Aïd El Adha : 12000 fidèles à la mosquée de Paris

Publié par CEM le 05-10-2014, 18h08 | 59

Des vieux, des jeunes, des enfants en âge de faire la prière, des femmes, tous les musulmans s’apprêtent à vivre en communion un moment de tolérance, de paix, de solidarité, de partage et de joie.

Le matin de l’Aïd est exceptionnel à plus d’un titre pour les musulmans de France. Exceptionnel, parce que tout d’abord, c’est une occasion pour les familles, les amis et autres de se rencontrer et de se pardonner. Ensuite, actualité oblige, l’Aïd de cette année s’avère  aussi, une occasion pour les musulmans de Paris, de France et du monde entier de se démarquer des actes odieux qui sont commis au nom de l’Islam.

Samedi matin, à la mosquée de Paris, le cheikh muphti Djelloul Bouzidi a fait le prône ; il y avait 12 000 fidèles, assistaient aussi  Dalil Boubakeur, recteur de la mosquée de Paris et président du Conseil français du culte musulman, Dahmane Abderrahmane  «président du Conseil des démocrates musulmans de France» ainsi que  plusieurs personnalités comme Anne Hidalgo  maire de Paris.

Ils saisissent cette occasion de la fête de l’Aïd El Adha afin de présenter leurs meilleurs vœux à tous les ressortissants algériens ainsi qu’à toute la communauté musulmane.

A la sortie de la mosquée, tous sont sur leur «trente-et-un». Bien habillés, rasés de près, parfums agrémentant les discussions. Le sourire accompagne les salutations ; les accolades se font avec tous, connus et inconnus.

  Les visites familiales forment un chassé-croisé aux couleurs d’arc-en-ciel. Les familles s’échangent les visites. Dans toutes les maisons, on se hâte afin d’entamer le sacrifice du mouton.  Beaucoup de musulmans ne veulent pas faire l’impasse sur ce rituel.

Le sacrifice du mouton est une tradition incontournable pour les puristes. Les enfants mobilisés généralement pour aider les vieux, exactement comme au «bled», à faire parvenir la bête à la maison.  Cette matinée, tous les fils reviennent passer l’Aïd avec les vieux avant de repartir le lendemain vers d’autres villes et d’autres pays.

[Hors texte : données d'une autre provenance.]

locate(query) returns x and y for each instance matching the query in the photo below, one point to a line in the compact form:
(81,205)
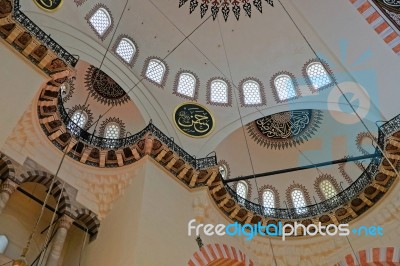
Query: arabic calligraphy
(49,5)
(285,129)
(193,120)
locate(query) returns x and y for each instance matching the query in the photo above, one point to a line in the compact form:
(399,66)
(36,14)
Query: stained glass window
(327,189)
(318,76)
(112,131)
(219,91)
(79,118)
(241,189)
(284,87)
(251,93)
(298,201)
(186,85)
(155,71)
(126,50)
(100,21)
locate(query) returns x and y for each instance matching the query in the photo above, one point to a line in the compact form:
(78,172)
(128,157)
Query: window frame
(195,89)
(92,12)
(228,92)
(261,91)
(327,70)
(165,74)
(84,114)
(109,124)
(275,89)
(130,40)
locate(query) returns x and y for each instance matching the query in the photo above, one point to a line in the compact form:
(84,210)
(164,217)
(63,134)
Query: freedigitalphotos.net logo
(284,231)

Vers midi, tous se mettent autour de la table. Le travail est terminé. C’est le moment de partager un déjeuner royal. Puis c’est le moment de penser à un autre programme. Comme au bled, le rythme des visites s’anime. Les familles lointaines se rendent visite mutuellement.

Comme il en a été depuis les âges anciens, les filles mariées sont prioritaires dans l’ordre des priorités. Pères, mères, frères et même cousins ne peuvent se passer de ce moment pour aller taper à la porte de la sœur. 

C’est presque un rituel comme l’Aïd. Au deuxième jour de l’Aïd, le va-et-vient des visites gardera la même allure ; accueillir ou aller vers les autres, passer un bon moment en cette occasion autour d’un bon thé parfumé à la menthe accompagné d’une bonne assiette de douceurs au miel, se remémorer les fêtes passées, recevoir les vœux, oublier les difficultés du quotidien. 

C’est aussi la journée idéale pour déguster la viande de mouton agrémentée d’un couscous comme seuls les Maghrébins savent le faire, ou alors de savoureuses grillades, méchoui et autres.